How do I download all the pages in a website?
July 1, 2013 8:16 AM Subscribe
This particular site has about 50 pages of good reference material. I would like to download load it all before it goes away. Is there a program anyone can recommend that does this? I'm using Windows 7. Thanks!
If you're using Firefox, the Scrapbook extension allows downloading via wildcards. So if the pages you're interested in have similar URLs, or if the links you want are all listed on one page, you can download them all at once.
posted by SuperSquirrel at 8:23 AM on July 1, 2013
posted by SuperSquirrel at 8:23 AM on July 1, 2013
I've used BlackWidow to grab copies of sites.

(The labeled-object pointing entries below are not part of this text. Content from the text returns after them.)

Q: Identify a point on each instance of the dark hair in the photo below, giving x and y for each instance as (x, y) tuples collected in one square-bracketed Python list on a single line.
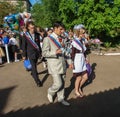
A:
[(28, 23), (58, 24)]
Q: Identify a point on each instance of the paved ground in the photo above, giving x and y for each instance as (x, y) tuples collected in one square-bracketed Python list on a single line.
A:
[(19, 96)]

posted by belladonna at 8:24 AM on July 1, 2013 [1 favorite]
posted by belladonna at 8:24 AM on July 1, 2013 [1 favorite]
wget is what you want:
wget --mirror -p --convert-links -P ./[local-directory] http://website-to-mirror.com
posted by usonian at 8:25 AM on July 1, 2013 [1 favorite]
wget --mirror -p --convert-links -P ./[local-directory] http://website-to-mirror.com
posted by usonian at 8:25 AM on July 1, 2013 [1 favorite]

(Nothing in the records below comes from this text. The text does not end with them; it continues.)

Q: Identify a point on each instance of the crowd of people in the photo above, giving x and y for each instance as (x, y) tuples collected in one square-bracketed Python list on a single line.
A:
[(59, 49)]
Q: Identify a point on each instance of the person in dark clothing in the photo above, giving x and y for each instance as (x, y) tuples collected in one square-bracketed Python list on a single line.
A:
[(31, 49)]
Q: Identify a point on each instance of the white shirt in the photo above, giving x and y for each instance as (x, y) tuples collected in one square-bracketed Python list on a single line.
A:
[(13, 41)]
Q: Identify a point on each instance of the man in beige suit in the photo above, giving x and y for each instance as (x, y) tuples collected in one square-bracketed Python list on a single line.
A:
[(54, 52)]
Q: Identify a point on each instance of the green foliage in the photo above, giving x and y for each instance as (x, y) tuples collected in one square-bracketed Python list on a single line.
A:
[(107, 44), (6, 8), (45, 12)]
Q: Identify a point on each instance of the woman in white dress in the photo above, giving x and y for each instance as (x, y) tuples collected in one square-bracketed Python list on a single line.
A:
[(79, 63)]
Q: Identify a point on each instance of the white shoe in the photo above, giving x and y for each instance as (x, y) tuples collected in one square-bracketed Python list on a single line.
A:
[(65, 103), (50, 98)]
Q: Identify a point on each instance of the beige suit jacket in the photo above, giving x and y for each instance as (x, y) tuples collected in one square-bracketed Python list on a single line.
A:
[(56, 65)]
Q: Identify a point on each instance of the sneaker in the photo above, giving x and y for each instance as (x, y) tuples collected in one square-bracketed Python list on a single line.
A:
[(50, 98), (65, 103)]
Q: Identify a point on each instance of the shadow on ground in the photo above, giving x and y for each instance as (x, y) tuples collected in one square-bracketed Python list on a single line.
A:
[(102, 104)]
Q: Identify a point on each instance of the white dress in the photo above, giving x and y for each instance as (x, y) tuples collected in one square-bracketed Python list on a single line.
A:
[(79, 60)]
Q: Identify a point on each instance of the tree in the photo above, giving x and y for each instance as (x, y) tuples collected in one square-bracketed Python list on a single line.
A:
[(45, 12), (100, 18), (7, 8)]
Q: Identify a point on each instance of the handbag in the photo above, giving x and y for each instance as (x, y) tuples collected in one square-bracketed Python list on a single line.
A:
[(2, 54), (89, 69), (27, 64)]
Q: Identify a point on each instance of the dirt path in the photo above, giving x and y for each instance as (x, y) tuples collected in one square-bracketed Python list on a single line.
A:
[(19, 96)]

Best answer: HTTrack Website Copier not only downloads the site, but it stores it on your computer so that you are able to use it as if you were on the actual site.
posted by 1367 at 8:52 AM on July 1, 2013 [3 favorites]
posted by 1367 at 8:52 AM on July 1, 2013 [3 favorites]
Along with the other wget command-line options in usonian's answers, I would add --no-check-certificate to forestall the occasional failure due to SSL certificate issues. FWIW, I also find that --mirror often brings in too much. The following is enough in my experience:
wget --no-parent --no-check-certificate -rkKp http://website-to-mirror.com
(Not arguing with usonian's answer, just offering a possible alternative.)
posted by StrawberryPie at 9:54 AM on July 1, 2013 [1 favorite]
wget --no-parent --no-check-certificate -rkKp http://website-to-mirror.com
(Not arguing with usonian's answer, just offering a possible alternative.)
posted by StrawberryPie at 9:54 AM on July 1, 2013 [1 favorite]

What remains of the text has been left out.